Macromolecular Chemistry Group (buwmakro) and Institute for Polymer Technology, Bergische Universitat Wuppertal, Gauss-Str. 20, 42097, Wuppertal, Germany.
Chemistry. 2021 May 20;27(29):7826-7830. doi: 10.1002/chem.202100123. Epub 2021 May 1.

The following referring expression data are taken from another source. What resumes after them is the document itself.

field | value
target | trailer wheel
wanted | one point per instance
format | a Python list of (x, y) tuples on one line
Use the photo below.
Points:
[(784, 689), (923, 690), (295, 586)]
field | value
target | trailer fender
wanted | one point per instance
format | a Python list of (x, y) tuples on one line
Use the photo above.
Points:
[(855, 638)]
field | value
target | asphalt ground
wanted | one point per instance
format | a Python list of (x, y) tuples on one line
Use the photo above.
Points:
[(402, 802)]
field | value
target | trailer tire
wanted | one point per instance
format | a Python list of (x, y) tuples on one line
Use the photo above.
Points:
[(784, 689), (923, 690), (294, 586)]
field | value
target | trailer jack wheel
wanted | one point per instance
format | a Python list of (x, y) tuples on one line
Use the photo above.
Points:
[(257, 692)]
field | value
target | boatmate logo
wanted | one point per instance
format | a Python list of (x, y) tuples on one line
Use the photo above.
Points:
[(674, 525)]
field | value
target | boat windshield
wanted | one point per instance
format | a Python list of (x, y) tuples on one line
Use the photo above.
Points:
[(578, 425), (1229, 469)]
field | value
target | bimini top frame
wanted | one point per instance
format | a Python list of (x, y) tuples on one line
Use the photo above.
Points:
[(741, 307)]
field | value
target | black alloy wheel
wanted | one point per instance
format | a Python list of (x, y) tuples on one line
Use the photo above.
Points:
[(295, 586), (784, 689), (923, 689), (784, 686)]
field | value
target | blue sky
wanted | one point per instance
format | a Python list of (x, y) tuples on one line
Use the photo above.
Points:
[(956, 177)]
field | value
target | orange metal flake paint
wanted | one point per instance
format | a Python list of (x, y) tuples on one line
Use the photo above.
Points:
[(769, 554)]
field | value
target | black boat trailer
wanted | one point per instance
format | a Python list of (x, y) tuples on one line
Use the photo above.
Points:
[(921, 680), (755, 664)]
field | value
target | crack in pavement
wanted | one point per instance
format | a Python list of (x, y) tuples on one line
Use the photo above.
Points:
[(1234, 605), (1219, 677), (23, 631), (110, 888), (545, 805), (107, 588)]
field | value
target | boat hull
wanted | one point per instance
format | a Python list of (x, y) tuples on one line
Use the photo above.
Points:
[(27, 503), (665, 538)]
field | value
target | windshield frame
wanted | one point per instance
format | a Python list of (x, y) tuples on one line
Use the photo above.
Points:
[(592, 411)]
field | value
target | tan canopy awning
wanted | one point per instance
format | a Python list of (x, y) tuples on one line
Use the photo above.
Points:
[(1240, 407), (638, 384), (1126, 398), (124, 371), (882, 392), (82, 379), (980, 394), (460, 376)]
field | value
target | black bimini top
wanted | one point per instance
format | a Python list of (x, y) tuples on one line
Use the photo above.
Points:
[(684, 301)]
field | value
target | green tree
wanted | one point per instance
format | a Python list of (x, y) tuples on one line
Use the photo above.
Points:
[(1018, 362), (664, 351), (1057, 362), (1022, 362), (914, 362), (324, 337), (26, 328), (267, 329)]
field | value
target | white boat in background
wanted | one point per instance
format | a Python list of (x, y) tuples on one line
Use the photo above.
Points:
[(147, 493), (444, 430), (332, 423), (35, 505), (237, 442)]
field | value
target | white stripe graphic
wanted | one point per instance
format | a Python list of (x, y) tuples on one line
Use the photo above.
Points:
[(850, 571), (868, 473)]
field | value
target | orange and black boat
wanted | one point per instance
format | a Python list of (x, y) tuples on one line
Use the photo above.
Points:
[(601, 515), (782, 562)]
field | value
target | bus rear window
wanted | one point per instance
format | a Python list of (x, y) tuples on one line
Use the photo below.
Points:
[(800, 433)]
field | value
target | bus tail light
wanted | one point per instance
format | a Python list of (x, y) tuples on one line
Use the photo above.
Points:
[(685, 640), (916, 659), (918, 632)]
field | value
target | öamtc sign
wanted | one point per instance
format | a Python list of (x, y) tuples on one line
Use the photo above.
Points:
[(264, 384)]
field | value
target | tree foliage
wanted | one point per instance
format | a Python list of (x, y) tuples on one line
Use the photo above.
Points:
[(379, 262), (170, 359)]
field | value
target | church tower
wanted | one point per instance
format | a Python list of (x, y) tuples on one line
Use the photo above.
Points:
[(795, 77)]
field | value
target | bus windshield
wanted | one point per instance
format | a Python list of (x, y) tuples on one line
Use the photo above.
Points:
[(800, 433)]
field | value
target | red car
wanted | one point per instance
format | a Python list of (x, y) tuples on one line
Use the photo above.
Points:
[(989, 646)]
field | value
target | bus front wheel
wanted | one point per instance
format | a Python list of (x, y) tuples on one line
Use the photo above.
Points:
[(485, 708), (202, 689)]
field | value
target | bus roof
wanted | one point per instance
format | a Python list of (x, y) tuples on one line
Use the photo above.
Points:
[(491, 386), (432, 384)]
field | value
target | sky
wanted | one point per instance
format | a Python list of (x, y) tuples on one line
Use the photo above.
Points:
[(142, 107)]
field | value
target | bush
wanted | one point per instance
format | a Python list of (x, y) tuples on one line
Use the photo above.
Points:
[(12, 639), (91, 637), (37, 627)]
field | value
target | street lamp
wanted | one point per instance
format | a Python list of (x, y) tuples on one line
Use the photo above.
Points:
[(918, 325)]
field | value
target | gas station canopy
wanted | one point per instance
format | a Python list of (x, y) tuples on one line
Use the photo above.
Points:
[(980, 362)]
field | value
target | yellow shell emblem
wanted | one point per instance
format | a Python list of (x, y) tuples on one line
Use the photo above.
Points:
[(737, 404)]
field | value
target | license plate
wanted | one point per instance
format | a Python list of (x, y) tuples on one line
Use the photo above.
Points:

Enhancement of the luminescence efficiency of two new diazapentacenium salts (D1 and D2) of more than 55 for D1 and 22 times for D2) in poor solvents, acetonitrile and/or dichloromethane, was observed and rationalized as formation of emissive J-aggregates. Both compounds displaying 4-n-decylphenyl substituents at the 7,14-carbons and phenyl (D1) or 2,6-difluorophenyl (D2) substituents at the quaternary nitrogen atoms in 5,12-positions have been synthetized in a two-step procedure involving a two-fold Buchwald-Hartwig-type CN cross-coupling and an electrophilic Friedel-Crafts-type cyclization. The optical properties of the dicationic diazapentacenium salts in various solvents and in thin films have been investigated by steady-state and time-resolved absorption and photoluminescence spectroscopies. In thin films and in good solvents, isolated molecules coexist with aggregates. Nonetheless, D1 is seven times more emissive than D2, reflecting a higher J-aggregate contribution in the former.
在不良溶剂乙腈和/或二氯甲烷中,观察到两种新型二氮杂戊鎓盐(D1和D2)的发光效率提高(D1提高了55倍以上,D2提高了22倍),并合理地解释为形成了发光的J-聚集体。两种化合物在7,14位带有4-正癸基苯基取代基,在5,12位的季氮原子上带有苯基(D1)或2,6-二氟苯基(D2)取代基,它们是通过两步法合成的,该方法涉及两步Buchwald-Hartwig型碳氮交叉偶联和亲电Friedel-Crafts型环化反应。通过稳态和时间分辨吸收光谱以及光致发光光谱研究了二阳离子二氮杂戊鎓盐在各种溶剂和薄膜中的光学性质。在薄膜和良溶剂中,孤立分子与聚集体共存。尽管如此,D1的发光能力是D2的七倍,这反映出前者中J-聚集体的贡献更高。